Most importantly, Schlafly rose to influence by popularizing the notion of election conspiracies. Her conservative manifesto, A Choice, Not an Echo, has a quote on the cover that is as fresh today as when it first appeared in May 1964. Under a picture of the author in perfectly styled hair and two strings of pearls, a caption promised to tell “the inside story of how American Presidents are chosen.”
She wasn’t talking about the primary system, which was not yet binding in 1964—and wouldn’t be until 1972. Comparing GOP leaders to Paris couturiers who “brainwash” unthinking female consumers, Schlafly declared in the book’s introduction that elites had stolen the presidential nominating process from the people. Between 1936 and 1960, she wrote, “a few secret kingmakers based in New York selected Republican presidential nominees…and successfully forced their choice on a free country where there are more than 34 million voters.”

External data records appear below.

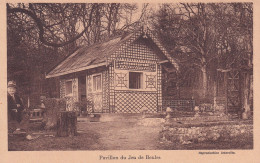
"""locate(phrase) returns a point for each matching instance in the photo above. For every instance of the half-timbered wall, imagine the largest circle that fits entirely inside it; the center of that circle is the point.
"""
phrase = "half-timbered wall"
(70, 99)
(135, 57)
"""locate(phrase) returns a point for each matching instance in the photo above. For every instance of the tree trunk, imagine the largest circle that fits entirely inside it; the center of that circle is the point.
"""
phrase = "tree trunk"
(67, 124)
(204, 81)
(246, 95)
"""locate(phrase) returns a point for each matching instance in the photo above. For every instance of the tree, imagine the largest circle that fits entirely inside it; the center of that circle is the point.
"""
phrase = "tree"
(205, 37)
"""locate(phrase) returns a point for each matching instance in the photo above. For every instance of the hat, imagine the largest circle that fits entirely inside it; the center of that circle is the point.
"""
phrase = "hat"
(11, 84)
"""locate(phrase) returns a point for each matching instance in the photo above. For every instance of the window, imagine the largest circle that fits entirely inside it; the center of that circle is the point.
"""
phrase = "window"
(135, 80)
(97, 83)
(68, 88)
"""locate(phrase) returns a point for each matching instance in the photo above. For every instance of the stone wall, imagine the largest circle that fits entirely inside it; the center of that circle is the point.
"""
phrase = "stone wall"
(186, 134)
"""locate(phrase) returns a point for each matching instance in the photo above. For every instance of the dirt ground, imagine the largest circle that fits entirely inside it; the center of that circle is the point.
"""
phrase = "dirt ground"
(117, 133)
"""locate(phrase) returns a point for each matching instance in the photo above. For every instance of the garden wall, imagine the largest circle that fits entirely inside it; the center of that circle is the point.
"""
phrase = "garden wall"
(186, 134)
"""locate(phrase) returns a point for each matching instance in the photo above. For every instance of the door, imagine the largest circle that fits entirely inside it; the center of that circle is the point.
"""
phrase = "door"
(94, 92)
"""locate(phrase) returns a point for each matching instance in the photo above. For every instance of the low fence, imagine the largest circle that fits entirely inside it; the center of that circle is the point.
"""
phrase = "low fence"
(186, 105)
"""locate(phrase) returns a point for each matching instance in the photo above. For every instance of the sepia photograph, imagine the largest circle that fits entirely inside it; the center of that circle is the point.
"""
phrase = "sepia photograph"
(129, 76)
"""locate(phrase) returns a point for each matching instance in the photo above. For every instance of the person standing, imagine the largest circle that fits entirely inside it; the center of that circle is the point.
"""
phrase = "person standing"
(16, 115)
(15, 104)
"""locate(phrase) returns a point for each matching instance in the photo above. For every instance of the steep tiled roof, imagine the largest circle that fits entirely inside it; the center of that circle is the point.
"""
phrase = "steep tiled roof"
(89, 57)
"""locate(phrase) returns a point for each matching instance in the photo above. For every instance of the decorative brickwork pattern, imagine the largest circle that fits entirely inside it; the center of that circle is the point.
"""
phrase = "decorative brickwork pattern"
(159, 87)
(133, 101)
(111, 88)
(105, 91)
(123, 65)
(150, 81)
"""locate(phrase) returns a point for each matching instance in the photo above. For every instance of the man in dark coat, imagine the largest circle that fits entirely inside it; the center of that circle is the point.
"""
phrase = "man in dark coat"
(15, 105)
(16, 114)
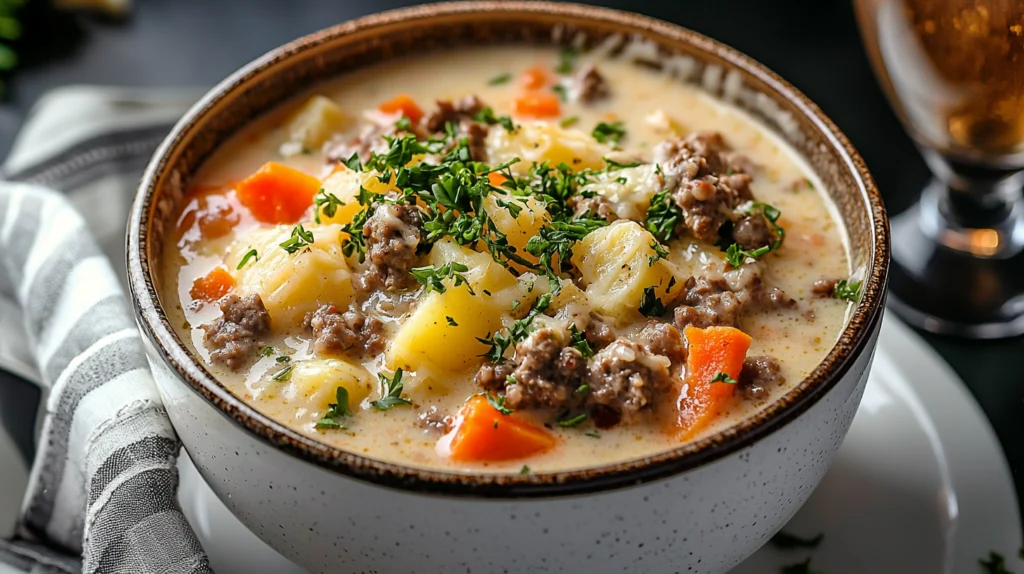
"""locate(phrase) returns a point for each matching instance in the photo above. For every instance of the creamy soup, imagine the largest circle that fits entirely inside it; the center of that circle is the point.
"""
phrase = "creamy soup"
(508, 259)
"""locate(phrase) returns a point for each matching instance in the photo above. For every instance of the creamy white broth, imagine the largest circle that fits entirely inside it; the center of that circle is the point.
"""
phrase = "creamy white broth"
(645, 101)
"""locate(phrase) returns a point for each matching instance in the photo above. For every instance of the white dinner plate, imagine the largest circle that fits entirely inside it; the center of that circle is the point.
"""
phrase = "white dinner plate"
(920, 485)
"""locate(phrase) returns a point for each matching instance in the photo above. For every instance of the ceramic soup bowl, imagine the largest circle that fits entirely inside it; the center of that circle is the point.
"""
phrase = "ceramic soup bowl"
(700, 508)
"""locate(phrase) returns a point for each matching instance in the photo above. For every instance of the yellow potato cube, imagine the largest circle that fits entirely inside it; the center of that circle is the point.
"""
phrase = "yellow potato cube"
(314, 383)
(292, 284)
(615, 265)
(437, 348)
(539, 141)
(317, 120)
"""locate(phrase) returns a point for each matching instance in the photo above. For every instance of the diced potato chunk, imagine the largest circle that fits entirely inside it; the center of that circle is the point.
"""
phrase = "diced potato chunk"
(518, 229)
(316, 121)
(539, 141)
(293, 284)
(427, 342)
(344, 184)
(314, 383)
(615, 265)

In the spring of 2016, as Donald Trump’s unexpected electoral strength potentially led the Republican Party into its first contested convention since 1976, this self-published book, which Schlafly and her husband distributed from their garage during the 1964 campaign season, became more relevant than ever. How would the GOP candidate be chosen, and by whom? Would primary candidates who had not managed to capture more than a handful of delegates be able to manipulate the rules to take the nomination away from someone who they thought of as a lout? Trump's aspirational rival, Texas Senator “Lyin’” Ted Cruz tried, although his attempt to harvest delegates through his skillful use of existing party rules failed. So did elements in the national GOP leadership, which had two opportunities to shift Trump delegates to another candidate before formally convening the nominating convention.
In the end, the voters who rallied behind Trump did not “echo” the choice of the Republican kingmakers, but those kingmakers were still there. And their failure to thwart the will of the voters was a seismic shift that foreshadowed how they would fall in line after Trump was elected.